Os racismos, por exemplo, cada dia mais, são e serão visibilizados/espetacularizados e difundidos. Espero eu combatidos e erradicados. Há ainda muitas bananas invisíveis e suas cascas no meio do caminho. Nelas ainda vamos escorregar, não bastará engolirmos os frutos dos nossos preconceitos.

Entretanto, para além desses discursos antirracistas, muitos atos continuam enraizados institucionalmente. São racismos que se definem pela hierarquia suposta da superioridade de brancos sobre negros. É o naturalizado racismo ambiental ou institucional.

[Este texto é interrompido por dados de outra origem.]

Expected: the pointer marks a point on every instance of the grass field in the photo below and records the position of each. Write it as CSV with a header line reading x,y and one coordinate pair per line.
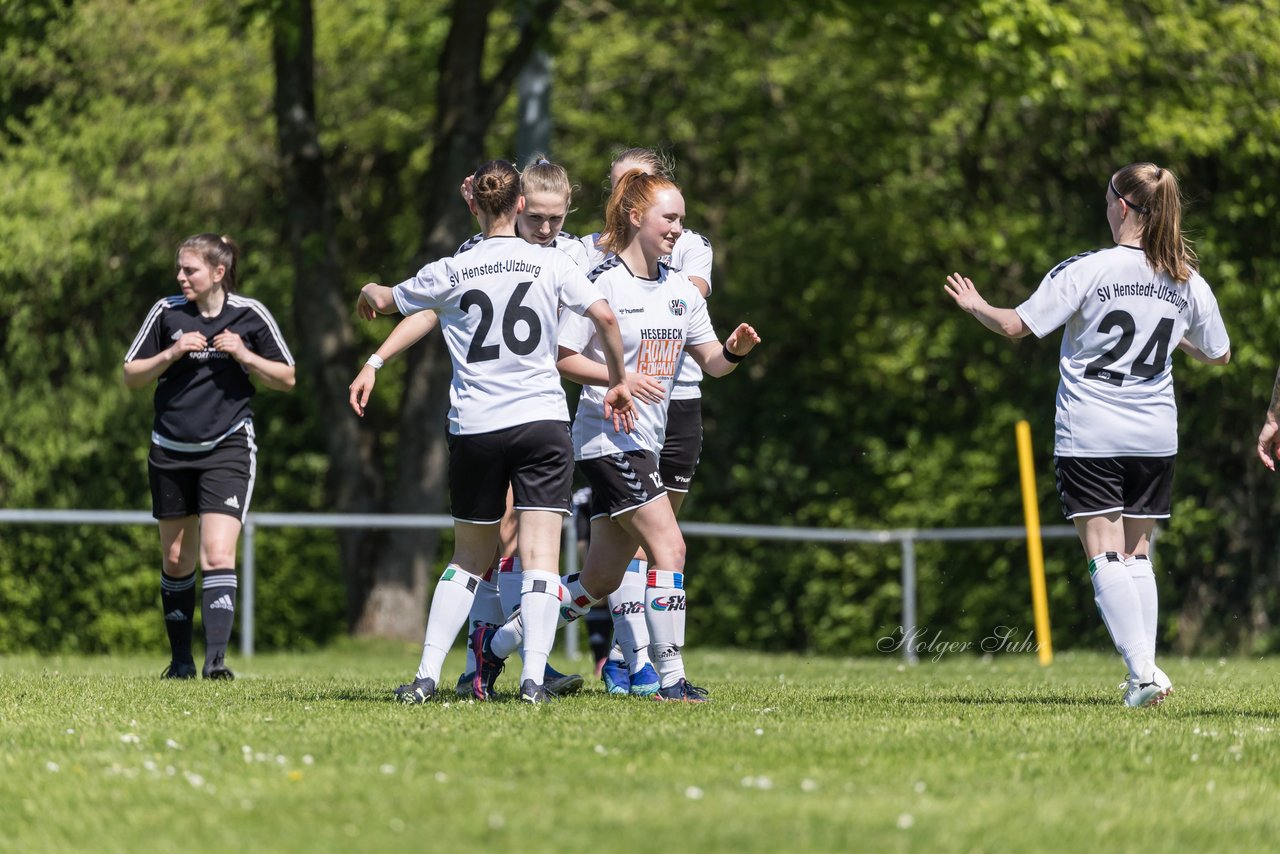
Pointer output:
x,y
795,754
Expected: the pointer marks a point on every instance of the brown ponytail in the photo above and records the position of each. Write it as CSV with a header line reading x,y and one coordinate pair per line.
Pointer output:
x,y
635,191
1153,195
216,251
496,187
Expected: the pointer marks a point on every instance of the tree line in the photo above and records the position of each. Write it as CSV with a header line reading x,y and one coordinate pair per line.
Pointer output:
x,y
842,159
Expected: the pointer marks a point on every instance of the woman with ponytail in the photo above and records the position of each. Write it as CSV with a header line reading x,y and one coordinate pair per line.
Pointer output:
x,y
1124,310
201,348
508,421
663,318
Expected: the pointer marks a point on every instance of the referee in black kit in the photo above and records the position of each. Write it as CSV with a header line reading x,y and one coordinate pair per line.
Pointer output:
x,y
201,348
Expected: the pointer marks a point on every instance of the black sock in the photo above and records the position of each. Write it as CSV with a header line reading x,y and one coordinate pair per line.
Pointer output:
x,y
599,630
218,611
178,601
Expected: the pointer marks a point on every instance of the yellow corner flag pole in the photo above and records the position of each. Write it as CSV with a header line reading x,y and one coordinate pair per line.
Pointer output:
x,y
1034,546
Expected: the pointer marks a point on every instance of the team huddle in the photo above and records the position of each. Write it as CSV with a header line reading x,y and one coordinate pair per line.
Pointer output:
x,y
624,314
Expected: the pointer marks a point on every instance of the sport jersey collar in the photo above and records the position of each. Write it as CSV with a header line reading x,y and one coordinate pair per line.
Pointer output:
x,y
643,278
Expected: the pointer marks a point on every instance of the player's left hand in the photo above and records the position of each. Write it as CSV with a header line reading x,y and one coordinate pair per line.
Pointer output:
x,y
743,339
1269,443
620,407
231,343
963,291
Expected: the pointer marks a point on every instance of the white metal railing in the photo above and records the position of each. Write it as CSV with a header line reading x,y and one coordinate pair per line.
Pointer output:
x,y
905,537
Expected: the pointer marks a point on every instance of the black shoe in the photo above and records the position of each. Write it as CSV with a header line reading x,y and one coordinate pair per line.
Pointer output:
x,y
216,670
534,694
684,692
561,684
488,666
179,670
420,690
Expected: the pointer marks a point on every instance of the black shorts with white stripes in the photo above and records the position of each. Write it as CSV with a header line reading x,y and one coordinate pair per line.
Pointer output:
x,y
219,480
1134,487
682,444
536,460
622,482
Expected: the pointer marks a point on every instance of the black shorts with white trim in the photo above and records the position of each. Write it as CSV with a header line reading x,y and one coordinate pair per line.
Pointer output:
x,y
1134,487
219,480
622,482
682,446
535,460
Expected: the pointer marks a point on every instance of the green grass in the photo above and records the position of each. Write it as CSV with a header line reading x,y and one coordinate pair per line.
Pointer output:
x,y
795,754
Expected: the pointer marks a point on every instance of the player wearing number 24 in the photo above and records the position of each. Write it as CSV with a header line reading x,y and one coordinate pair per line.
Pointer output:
x,y
1116,421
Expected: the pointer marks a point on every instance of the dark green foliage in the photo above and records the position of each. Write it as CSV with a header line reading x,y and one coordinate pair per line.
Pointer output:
x,y
842,160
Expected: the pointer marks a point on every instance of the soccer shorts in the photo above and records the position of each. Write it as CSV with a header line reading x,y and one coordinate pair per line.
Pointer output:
x,y
622,482
682,444
535,460
1134,487
219,480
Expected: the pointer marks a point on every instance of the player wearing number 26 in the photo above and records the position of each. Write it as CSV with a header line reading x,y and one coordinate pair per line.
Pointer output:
x,y
508,420
1123,310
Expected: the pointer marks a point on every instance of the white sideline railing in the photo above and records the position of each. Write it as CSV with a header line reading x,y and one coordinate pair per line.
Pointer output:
x,y
906,537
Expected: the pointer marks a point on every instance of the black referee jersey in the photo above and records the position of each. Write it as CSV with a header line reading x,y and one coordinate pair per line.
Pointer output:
x,y
202,396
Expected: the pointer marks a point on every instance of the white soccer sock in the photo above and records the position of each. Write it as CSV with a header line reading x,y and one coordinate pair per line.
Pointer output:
x,y
485,611
508,638
576,601
1143,574
508,584
627,608
1120,607
451,602
539,608
664,611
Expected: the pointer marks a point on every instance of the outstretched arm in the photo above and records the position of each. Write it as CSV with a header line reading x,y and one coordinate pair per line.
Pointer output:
x,y
375,300
617,401
1006,322
579,369
406,333
720,360
1269,439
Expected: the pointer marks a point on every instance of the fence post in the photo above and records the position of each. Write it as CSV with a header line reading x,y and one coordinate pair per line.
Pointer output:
x,y
568,547
247,593
909,598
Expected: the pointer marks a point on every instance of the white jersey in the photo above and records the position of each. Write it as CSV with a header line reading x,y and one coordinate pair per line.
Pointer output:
x,y
497,304
658,318
1123,323
565,242
693,256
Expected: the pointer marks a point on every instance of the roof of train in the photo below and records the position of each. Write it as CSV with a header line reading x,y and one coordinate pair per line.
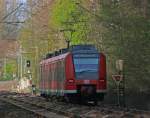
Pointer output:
x,y
59,57
73,49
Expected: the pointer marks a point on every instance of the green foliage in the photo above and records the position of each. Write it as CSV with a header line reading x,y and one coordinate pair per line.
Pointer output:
x,y
66,15
127,37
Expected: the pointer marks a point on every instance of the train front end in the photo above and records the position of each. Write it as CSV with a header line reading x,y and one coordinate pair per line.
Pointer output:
x,y
89,72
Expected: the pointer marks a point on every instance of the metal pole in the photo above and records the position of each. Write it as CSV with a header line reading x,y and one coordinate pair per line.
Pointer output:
x,y
5,62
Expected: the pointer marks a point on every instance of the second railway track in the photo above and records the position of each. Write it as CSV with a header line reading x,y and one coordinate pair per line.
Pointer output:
x,y
47,109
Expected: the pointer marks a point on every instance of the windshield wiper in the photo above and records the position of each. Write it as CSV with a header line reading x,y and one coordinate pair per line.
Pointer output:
x,y
86,71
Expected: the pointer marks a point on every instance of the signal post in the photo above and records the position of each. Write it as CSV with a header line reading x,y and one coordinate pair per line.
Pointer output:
x,y
120,83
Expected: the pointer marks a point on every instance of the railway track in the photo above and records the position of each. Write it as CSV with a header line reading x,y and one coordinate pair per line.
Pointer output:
x,y
47,109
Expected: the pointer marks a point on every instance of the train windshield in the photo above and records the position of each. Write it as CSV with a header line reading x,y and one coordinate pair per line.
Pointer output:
x,y
86,68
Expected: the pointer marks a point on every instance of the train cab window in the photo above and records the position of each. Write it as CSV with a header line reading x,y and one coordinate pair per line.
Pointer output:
x,y
86,68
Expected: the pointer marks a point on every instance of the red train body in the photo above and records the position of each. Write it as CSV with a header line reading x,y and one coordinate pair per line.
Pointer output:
x,y
77,73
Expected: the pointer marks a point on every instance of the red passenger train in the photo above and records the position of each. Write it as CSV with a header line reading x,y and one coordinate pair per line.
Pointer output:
x,y
75,73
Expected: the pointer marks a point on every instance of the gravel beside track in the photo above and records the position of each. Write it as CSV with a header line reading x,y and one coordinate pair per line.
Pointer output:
x,y
53,109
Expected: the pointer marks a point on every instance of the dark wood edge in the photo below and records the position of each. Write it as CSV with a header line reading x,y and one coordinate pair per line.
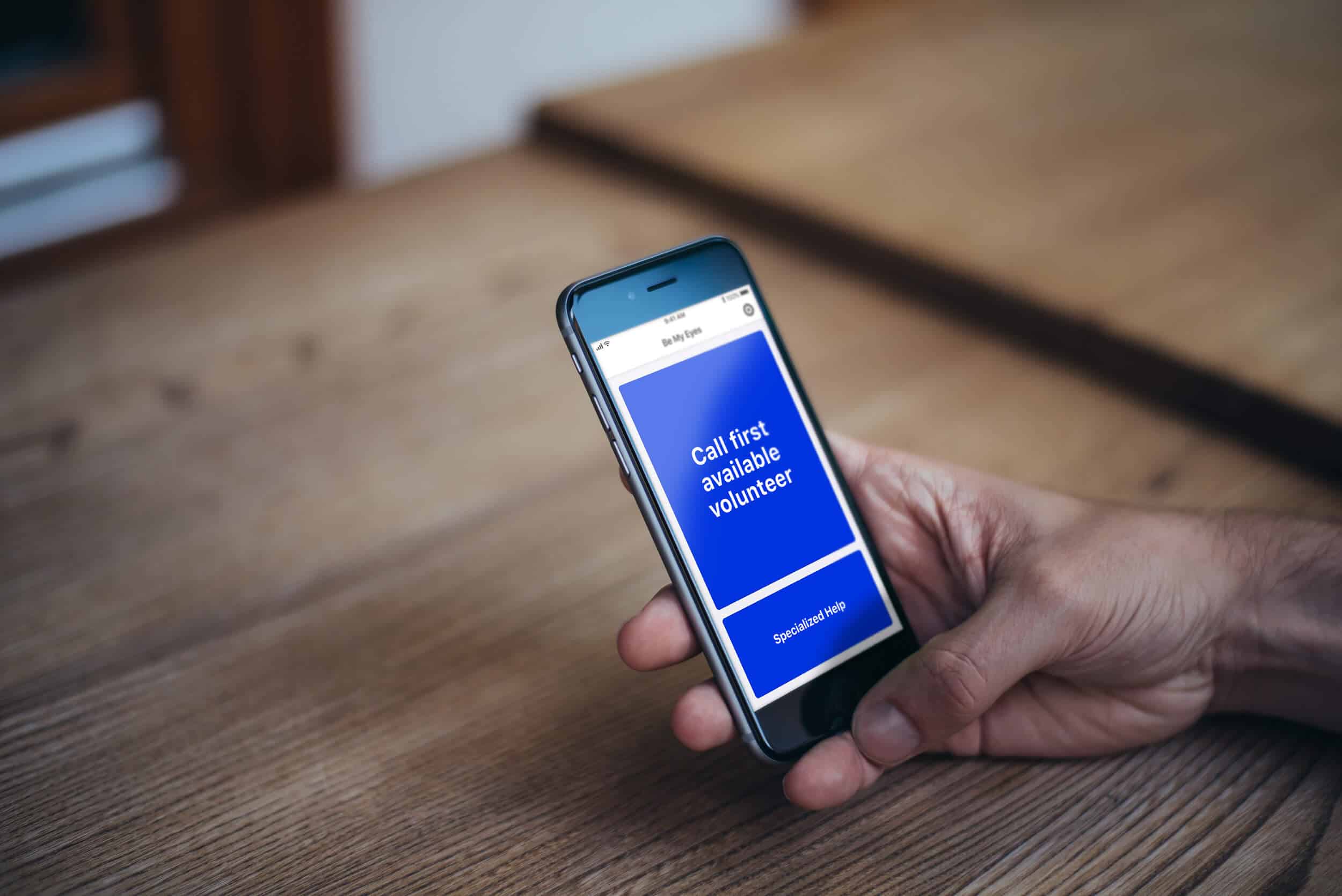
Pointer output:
x,y
1251,416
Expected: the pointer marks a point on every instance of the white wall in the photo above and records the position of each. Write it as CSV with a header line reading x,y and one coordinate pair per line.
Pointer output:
x,y
430,81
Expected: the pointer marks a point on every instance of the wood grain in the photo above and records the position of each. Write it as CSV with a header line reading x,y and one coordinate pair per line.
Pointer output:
x,y
313,556
1149,191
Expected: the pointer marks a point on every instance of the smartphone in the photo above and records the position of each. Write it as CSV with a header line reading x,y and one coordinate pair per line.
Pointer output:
x,y
732,472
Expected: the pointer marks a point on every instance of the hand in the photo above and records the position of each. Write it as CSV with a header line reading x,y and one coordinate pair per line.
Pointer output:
x,y
1051,627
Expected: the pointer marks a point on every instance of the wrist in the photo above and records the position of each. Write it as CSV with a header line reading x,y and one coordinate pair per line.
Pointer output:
x,y
1279,643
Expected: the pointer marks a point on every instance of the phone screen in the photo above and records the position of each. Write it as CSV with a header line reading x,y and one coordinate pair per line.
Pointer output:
x,y
752,501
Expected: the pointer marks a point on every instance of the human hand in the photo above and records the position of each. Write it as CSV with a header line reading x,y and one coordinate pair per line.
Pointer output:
x,y
1051,627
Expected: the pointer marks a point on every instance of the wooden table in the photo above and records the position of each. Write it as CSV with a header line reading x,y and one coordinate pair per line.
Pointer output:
x,y
1150,191
312,561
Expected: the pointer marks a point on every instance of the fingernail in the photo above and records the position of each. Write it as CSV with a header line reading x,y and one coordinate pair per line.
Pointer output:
x,y
885,734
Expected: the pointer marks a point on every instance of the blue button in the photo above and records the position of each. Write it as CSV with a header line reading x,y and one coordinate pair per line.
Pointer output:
x,y
807,623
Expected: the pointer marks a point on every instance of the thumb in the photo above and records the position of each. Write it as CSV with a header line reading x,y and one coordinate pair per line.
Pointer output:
x,y
952,680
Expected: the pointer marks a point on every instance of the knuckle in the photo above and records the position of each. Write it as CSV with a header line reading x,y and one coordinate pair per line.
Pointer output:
x,y
1053,589
957,679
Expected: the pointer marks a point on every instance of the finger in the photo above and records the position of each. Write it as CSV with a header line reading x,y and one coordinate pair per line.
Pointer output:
x,y
830,774
701,719
952,680
850,454
658,636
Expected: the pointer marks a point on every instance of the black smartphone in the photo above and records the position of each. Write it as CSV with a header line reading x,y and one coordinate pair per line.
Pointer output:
x,y
740,491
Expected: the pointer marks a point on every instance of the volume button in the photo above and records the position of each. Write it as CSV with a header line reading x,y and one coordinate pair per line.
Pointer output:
x,y
600,416
616,450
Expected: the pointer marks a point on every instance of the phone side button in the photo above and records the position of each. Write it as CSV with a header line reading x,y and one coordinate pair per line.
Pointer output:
x,y
606,424
623,469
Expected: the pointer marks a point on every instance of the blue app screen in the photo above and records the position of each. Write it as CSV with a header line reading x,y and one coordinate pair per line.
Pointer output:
x,y
753,505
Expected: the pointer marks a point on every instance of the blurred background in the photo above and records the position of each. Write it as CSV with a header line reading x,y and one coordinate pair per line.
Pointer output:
x,y
313,552
116,111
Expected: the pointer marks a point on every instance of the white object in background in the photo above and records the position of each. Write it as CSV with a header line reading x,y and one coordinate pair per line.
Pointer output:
x,y
117,133
428,81
89,205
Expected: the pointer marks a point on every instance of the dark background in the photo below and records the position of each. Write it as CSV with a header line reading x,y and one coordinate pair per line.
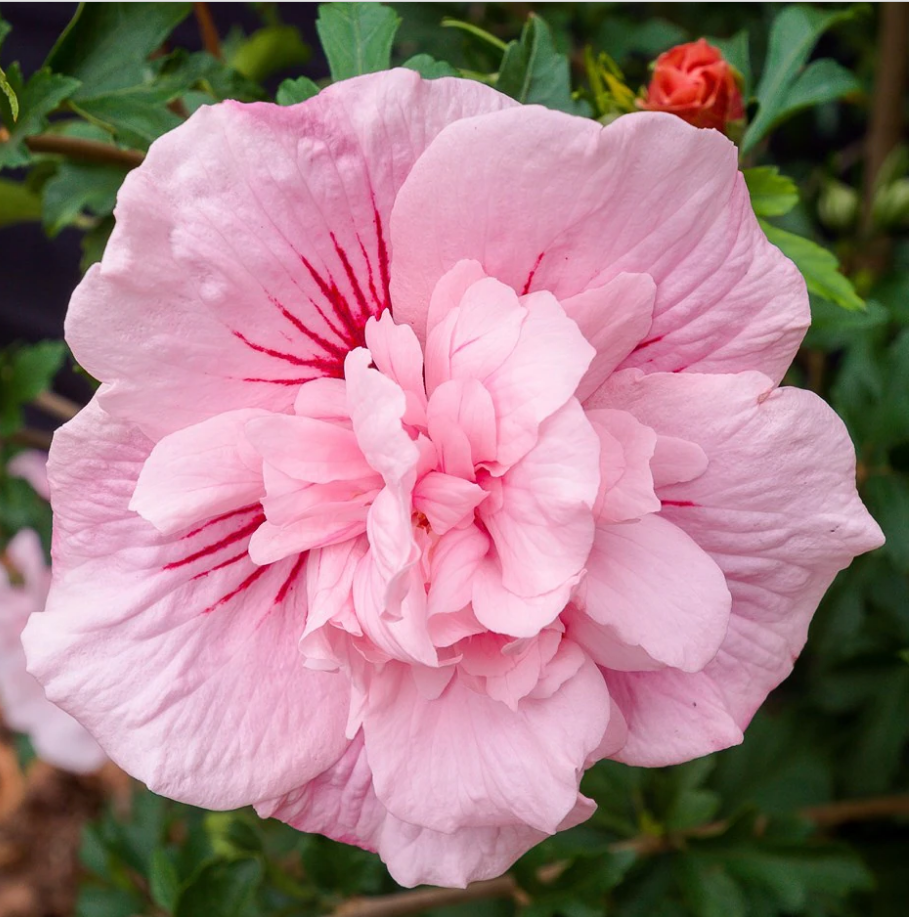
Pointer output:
x,y
37,274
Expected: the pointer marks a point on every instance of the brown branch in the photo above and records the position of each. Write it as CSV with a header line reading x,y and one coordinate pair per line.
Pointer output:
x,y
57,406
207,29
849,810
87,150
403,904
886,125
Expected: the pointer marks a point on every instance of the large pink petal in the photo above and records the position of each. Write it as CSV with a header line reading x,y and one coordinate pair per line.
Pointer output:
x,y
614,318
342,804
626,479
31,465
671,716
647,194
377,405
542,528
56,736
465,760
199,472
251,247
188,670
776,508
654,588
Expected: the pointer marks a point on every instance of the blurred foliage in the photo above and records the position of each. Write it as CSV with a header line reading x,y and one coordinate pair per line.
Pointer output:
x,y
743,832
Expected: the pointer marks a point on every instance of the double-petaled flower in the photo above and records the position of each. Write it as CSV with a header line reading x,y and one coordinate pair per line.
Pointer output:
x,y
439,455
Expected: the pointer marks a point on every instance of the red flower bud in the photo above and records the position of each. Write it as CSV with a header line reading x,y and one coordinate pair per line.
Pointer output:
x,y
696,83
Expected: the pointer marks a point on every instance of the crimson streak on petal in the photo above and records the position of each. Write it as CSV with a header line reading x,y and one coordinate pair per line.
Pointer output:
x,y
230,539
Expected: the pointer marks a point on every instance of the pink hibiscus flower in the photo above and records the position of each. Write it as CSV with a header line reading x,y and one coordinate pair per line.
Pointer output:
x,y
24,581
439,455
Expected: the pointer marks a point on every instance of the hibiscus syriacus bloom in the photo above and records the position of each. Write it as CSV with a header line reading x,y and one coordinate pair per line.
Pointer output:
x,y
24,581
439,455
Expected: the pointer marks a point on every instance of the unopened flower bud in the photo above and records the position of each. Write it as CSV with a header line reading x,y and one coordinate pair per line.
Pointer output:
x,y
695,82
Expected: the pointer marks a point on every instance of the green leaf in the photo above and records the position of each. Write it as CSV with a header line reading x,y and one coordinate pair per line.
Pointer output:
x,y
93,852
797,875
891,421
708,889
772,194
10,94
221,890
429,68
107,902
290,92
888,500
18,204
163,881
77,187
94,242
737,52
356,37
821,81
21,507
622,36
106,45
41,95
25,372
533,71
137,115
819,267
793,35
269,51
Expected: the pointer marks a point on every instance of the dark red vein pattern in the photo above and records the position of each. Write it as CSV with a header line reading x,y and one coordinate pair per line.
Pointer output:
x,y
346,300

Racismo institucional pode ser definido como o fracasso coletivo das instituições em promover um serviço profissional e adequado às pessoas por causa da sua cor, conforme boletim do IPEA.

Porém o chamado “fio branco” segregador hoje é mais visível nas ações de cunho ideológico contra mulheres. As Cláudias arrastadas ou as Fabianes de Jesus espancadas como maléficas proliferam nos mapas de violência recentemente publicados. Só não ganham notoriedade e manchetes de jornais. As suas mortes devem ser contabilizadas com outros milhares de corpos banalizados.

Segundo um documento do Geledés, Racismo Institucional: uma abordagem conceitual, esse tipo de racismo é “um dos modos de operacionalização do racismo patriarcal heteronormativo”. Ainda tem os ranços históricos do modelo patriarcal do Brasil Colônia e suas senzalas.

O documento nos indica, na proposta de construção de políticas públicas de proteção de mulheres negras, deve-se, entre outras coisas, se considerar:
1.    Que o racismo institucional ou sistêmico garante as condições para a perpetuação das iniquidades socioeconômicas que atingem a população negra e outras atingidas pelo racismo.
2.    Que o racismo institucional se associa a outras iniquidades, produzindo ou ampliando as desigualdades experimentadas pelas mulheres negras e as demais atingidas pelo racismo patriarcal. Da mesma forma, associando-se a diferentes eixos de subordinação, agrava as condições de vida e aprofunda iniquidades.
3.   Que o racismo institucional traduz escolhas institucionais atuais ou passadas reeditadas por decisão ou inércia. E sua destruição requer novos compromissos, processos e práticas.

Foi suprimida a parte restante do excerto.